Oxford St, Paddington 22-Feb-07
Subtitle: Elegy for Chocolate
Max Brenner is dying a long slow death. Choked by its popularity, this once novel, exciting and little-known place where one saw stick thin models eating exquisite chocolate desserts with knife and fork, now harbours trendy young parents with wild rampaging children high on sugar. There's also the odd high-school date and its faithful regulars: Asian students who love Western desserts.
The venue has acquired that faint smell of sweet and slightly aged milk. The vanilla aromas blending disturbingly with lactic cheesiness to foretell the future of this establishment: another Gloria Jeans'in a few more years.
The gift packs remain fabulous, but the chocolate varieties are not what they used to be. The middle-of-the-road and most cost-effective are now the loaw of this incarnation of Max Brenner. The chocoholic has left the helm.

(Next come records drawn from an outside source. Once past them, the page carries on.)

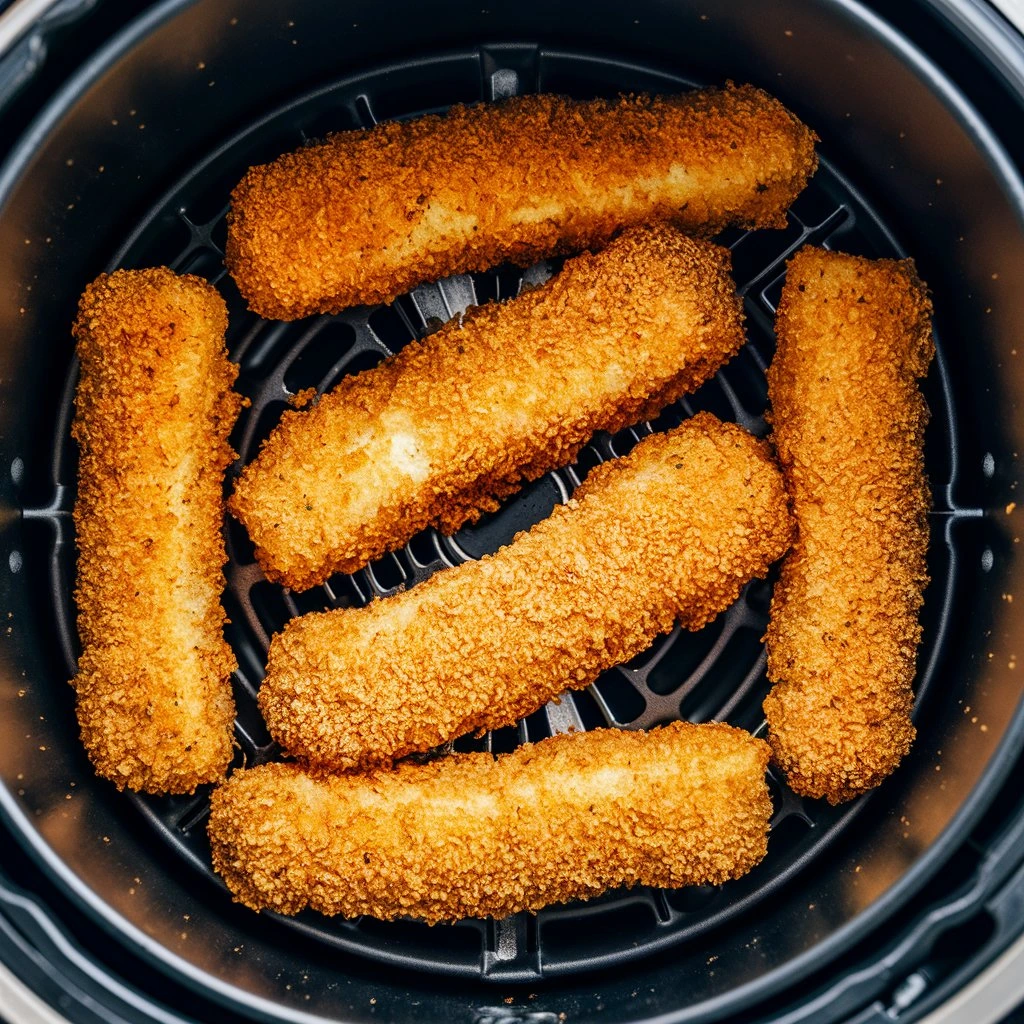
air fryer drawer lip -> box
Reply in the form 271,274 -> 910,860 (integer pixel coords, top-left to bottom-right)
0,0 -> 1024,1021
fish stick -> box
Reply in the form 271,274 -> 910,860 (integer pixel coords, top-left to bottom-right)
209,722 -> 772,924
226,85 -> 817,319
258,413 -> 793,769
229,225 -> 743,590
764,247 -> 935,804
72,267 -> 242,793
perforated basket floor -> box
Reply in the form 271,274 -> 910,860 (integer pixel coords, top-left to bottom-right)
27,45 -> 967,982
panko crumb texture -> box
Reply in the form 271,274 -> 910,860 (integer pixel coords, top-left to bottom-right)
259,413 -> 793,769
228,225 -> 743,590
226,85 -> 817,319
764,247 -> 935,803
209,722 -> 772,924
72,267 -> 242,793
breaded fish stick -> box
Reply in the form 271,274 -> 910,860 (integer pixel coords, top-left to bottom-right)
72,267 -> 242,793
229,225 -> 743,590
259,413 -> 793,769
227,85 -> 816,319
209,722 -> 772,924
764,247 -> 935,804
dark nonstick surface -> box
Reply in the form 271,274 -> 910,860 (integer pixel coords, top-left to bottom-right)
34,45 -> 966,982
0,0 -> 1024,1024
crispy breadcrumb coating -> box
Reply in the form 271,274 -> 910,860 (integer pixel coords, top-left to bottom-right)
229,225 -> 743,590
209,722 -> 772,924
227,85 -> 817,319
259,413 -> 793,769
764,247 -> 935,804
72,267 -> 242,793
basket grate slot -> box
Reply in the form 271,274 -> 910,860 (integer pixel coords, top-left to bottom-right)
25,45 -> 974,982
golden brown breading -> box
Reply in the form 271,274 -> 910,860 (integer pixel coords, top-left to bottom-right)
227,85 -> 817,319
229,225 -> 743,590
259,413 -> 793,769
765,247 -> 935,804
72,267 -> 242,793
209,722 -> 772,924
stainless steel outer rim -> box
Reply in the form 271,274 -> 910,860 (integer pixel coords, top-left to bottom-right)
0,0 -> 1024,1024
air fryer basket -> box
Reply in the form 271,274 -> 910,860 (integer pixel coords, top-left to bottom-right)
0,0 -> 1024,1024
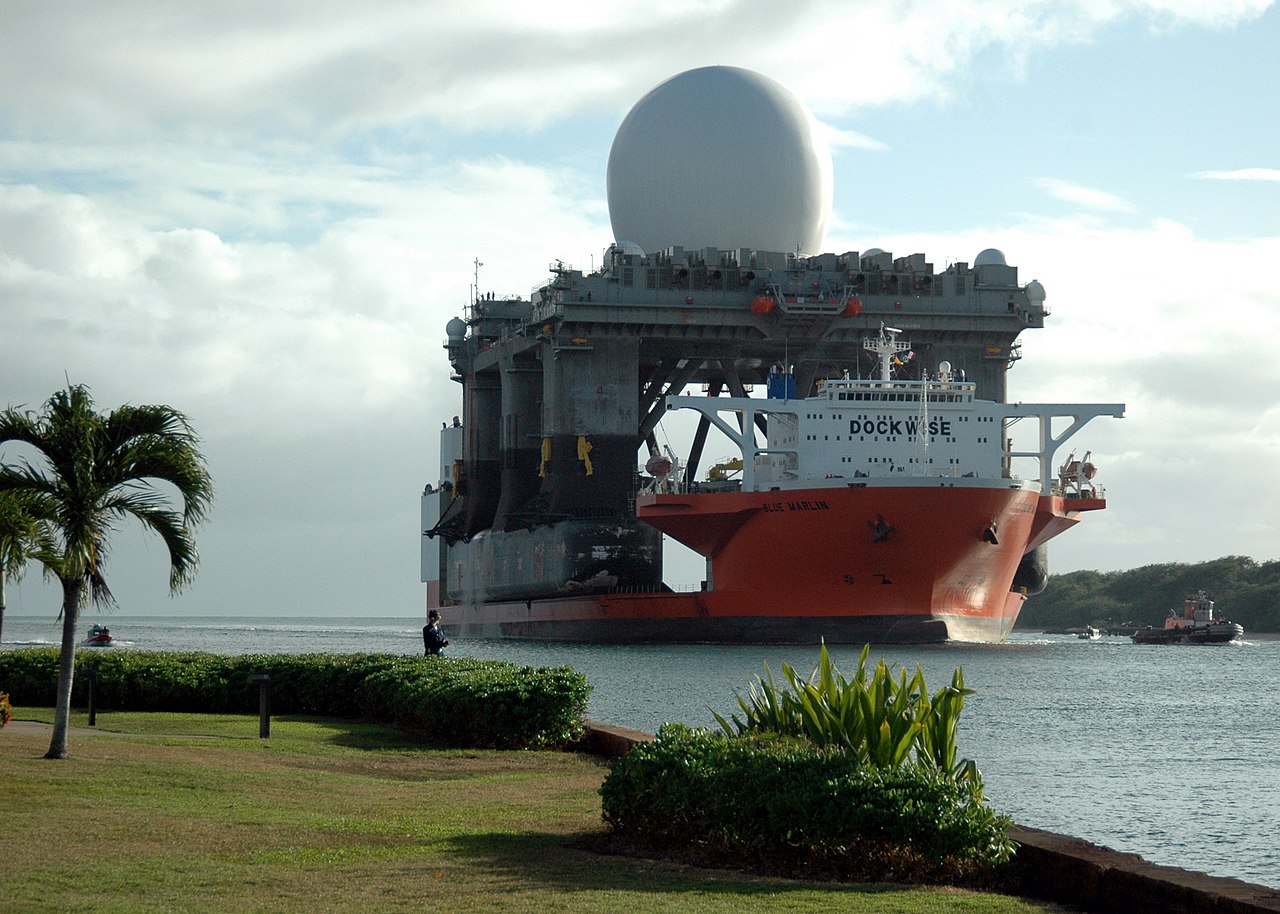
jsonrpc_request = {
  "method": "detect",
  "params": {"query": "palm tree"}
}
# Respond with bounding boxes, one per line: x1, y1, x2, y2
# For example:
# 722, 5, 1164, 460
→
0, 492, 50, 641
0, 384, 214, 759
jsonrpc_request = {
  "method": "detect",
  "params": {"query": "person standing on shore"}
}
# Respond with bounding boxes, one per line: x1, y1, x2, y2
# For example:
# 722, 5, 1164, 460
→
422, 609, 449, 657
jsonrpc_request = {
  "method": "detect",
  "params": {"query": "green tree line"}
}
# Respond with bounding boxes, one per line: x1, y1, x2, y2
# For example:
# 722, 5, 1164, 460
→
1018, 556, 1280, 636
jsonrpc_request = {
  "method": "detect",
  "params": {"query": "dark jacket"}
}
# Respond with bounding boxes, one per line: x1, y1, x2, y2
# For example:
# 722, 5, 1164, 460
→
422, 622, 449, 657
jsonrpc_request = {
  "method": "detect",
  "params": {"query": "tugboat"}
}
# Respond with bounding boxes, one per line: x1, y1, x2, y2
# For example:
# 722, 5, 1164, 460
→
1133, 590, 1244, 644
84, 622, 115, 648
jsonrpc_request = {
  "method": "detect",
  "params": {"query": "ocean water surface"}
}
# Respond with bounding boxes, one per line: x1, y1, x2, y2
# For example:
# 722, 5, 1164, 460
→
0, 614, 1280, 888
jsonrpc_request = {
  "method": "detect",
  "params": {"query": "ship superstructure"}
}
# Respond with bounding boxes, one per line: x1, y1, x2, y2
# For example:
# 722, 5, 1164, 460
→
422, 245, 1120, 641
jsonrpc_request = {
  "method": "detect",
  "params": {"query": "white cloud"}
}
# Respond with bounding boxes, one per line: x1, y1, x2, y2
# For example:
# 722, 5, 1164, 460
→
0, 0, 1280, 613
1039, 178, 1134, 212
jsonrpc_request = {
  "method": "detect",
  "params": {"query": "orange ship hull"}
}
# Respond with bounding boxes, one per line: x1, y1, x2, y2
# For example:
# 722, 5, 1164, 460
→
453, 480, 1106, 643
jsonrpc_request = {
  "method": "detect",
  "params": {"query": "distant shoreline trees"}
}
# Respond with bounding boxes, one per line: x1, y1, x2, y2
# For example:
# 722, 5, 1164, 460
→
1018, 556, 1280, 636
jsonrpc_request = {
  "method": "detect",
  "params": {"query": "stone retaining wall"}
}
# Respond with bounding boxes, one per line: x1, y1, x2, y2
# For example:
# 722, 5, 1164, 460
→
584, 721, 1280, 914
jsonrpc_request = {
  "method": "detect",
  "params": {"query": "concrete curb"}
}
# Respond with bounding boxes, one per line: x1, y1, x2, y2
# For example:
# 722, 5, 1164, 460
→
584, 721, 1280, 914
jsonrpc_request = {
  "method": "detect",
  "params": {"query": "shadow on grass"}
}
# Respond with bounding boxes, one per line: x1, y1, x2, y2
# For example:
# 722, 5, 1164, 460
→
449, 831, 923, 896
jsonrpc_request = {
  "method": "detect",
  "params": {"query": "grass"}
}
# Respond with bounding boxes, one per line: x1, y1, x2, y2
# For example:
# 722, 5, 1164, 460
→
0, 708, 1064, 914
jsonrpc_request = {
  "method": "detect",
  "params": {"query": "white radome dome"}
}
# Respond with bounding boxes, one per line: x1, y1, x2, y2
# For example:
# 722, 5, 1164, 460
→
605, 67, 832, 253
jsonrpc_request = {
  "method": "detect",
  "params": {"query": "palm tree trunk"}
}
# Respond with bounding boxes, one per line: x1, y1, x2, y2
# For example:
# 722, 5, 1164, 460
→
45, 577, 84, 759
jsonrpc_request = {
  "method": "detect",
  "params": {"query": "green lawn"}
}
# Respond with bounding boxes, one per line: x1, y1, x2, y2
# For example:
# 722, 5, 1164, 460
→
0, 708, 1062, 914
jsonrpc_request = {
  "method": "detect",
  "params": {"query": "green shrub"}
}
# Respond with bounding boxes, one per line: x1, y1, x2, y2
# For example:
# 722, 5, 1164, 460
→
712, 643, 982, 796
0, 648, 590, 748
600, 725, 1012, 882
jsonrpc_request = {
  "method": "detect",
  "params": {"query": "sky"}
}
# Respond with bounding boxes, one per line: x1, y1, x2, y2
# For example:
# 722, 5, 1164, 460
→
0, 0, 1280, 617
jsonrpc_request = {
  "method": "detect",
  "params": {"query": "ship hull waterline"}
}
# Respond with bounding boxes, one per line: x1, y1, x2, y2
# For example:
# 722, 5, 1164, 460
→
445, 481, 1106, 644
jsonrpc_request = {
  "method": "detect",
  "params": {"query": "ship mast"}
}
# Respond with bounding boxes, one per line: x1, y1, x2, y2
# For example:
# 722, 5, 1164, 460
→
863, 324, 911, 381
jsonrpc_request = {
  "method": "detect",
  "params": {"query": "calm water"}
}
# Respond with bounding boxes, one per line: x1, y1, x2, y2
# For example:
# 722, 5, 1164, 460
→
0, 614, 1280, 887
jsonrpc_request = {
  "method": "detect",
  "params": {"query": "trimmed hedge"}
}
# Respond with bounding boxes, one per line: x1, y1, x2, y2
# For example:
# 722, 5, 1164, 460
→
600, 725, 1014, 883
0, 648, 591, 749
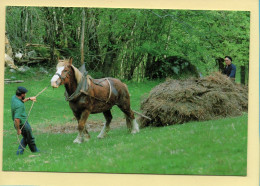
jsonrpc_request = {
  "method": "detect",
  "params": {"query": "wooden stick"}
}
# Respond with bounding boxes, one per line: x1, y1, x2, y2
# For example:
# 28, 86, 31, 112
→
5, 80, 24, 83
133, 110, 152, 120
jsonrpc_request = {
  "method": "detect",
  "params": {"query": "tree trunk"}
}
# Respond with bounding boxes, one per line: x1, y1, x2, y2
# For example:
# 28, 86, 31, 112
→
240, 66, 246, 85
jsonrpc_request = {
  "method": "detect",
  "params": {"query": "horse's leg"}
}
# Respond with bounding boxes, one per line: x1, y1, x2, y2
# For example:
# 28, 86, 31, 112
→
118, 104, 139, 134
73, 110, 90, 143
98, 110, 113, 138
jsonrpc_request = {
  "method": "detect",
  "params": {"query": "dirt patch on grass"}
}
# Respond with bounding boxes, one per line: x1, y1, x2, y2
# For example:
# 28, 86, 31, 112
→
139, 73, 248, 127
35, 119, 126, 134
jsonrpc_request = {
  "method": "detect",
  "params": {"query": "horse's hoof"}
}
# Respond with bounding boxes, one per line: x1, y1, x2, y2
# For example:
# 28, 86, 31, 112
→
131, 129, 139, 134
84, 138, 90, 142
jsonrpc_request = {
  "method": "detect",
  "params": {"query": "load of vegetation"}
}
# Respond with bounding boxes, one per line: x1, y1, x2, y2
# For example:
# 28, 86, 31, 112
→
140, 72, 248, 127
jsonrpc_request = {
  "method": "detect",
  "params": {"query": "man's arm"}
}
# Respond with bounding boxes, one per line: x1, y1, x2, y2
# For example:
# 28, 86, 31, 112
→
14, 118, 22, 135
23, 97, 36, 103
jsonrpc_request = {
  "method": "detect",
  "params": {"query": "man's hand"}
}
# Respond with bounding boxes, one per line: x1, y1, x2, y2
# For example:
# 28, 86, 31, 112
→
17, 129, 22, 135
28, 97, 36, 101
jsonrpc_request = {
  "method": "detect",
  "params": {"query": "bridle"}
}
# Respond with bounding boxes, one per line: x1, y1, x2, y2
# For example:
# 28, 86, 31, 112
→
55, 67, 71, 83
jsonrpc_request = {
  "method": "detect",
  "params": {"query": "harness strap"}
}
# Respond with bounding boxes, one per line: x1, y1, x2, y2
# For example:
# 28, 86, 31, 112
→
106, 78, 112, 103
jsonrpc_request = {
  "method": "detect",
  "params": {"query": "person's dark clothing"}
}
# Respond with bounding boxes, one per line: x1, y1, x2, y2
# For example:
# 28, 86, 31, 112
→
16, 122, 39, 155
11, 95, 39, 155
222, 63, 236, 78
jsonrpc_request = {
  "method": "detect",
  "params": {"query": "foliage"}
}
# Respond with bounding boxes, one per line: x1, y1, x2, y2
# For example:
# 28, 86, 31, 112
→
3, 72, 248, 176
6, 7, 250, 83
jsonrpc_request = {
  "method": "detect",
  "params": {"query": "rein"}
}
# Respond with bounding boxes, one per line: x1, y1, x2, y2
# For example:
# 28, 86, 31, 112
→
16, 85, 50, 151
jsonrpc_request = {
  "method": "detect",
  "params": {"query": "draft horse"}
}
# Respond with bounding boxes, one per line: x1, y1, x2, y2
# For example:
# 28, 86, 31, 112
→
51, 58, 139, 143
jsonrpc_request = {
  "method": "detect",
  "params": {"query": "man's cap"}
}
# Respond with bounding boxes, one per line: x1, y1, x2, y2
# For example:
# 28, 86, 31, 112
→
225, 56, 232, 61
17, 87, 28, 94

Their once delectable tribute to chocoholism: Espresso and dark chocolate frappe is but a poor shadow of itself. "We could make you a dark chocolate one, but I don't guarantee it will taste nice. We just follow the recipe," advised the sullen attendent. So the insipid milk chocolate version arrives. A sign that ooey-gooey mud-cake loving Westies have triumphed over good-taste.
The glass is beautiful: a ceramic soda cup replica bent at the top with a straw hole. But the taste is greasy and rough. The chocolate extract grates on my throat and no amount of numbing ice can enrichen what tastes like a cheap drink but costs $5.95.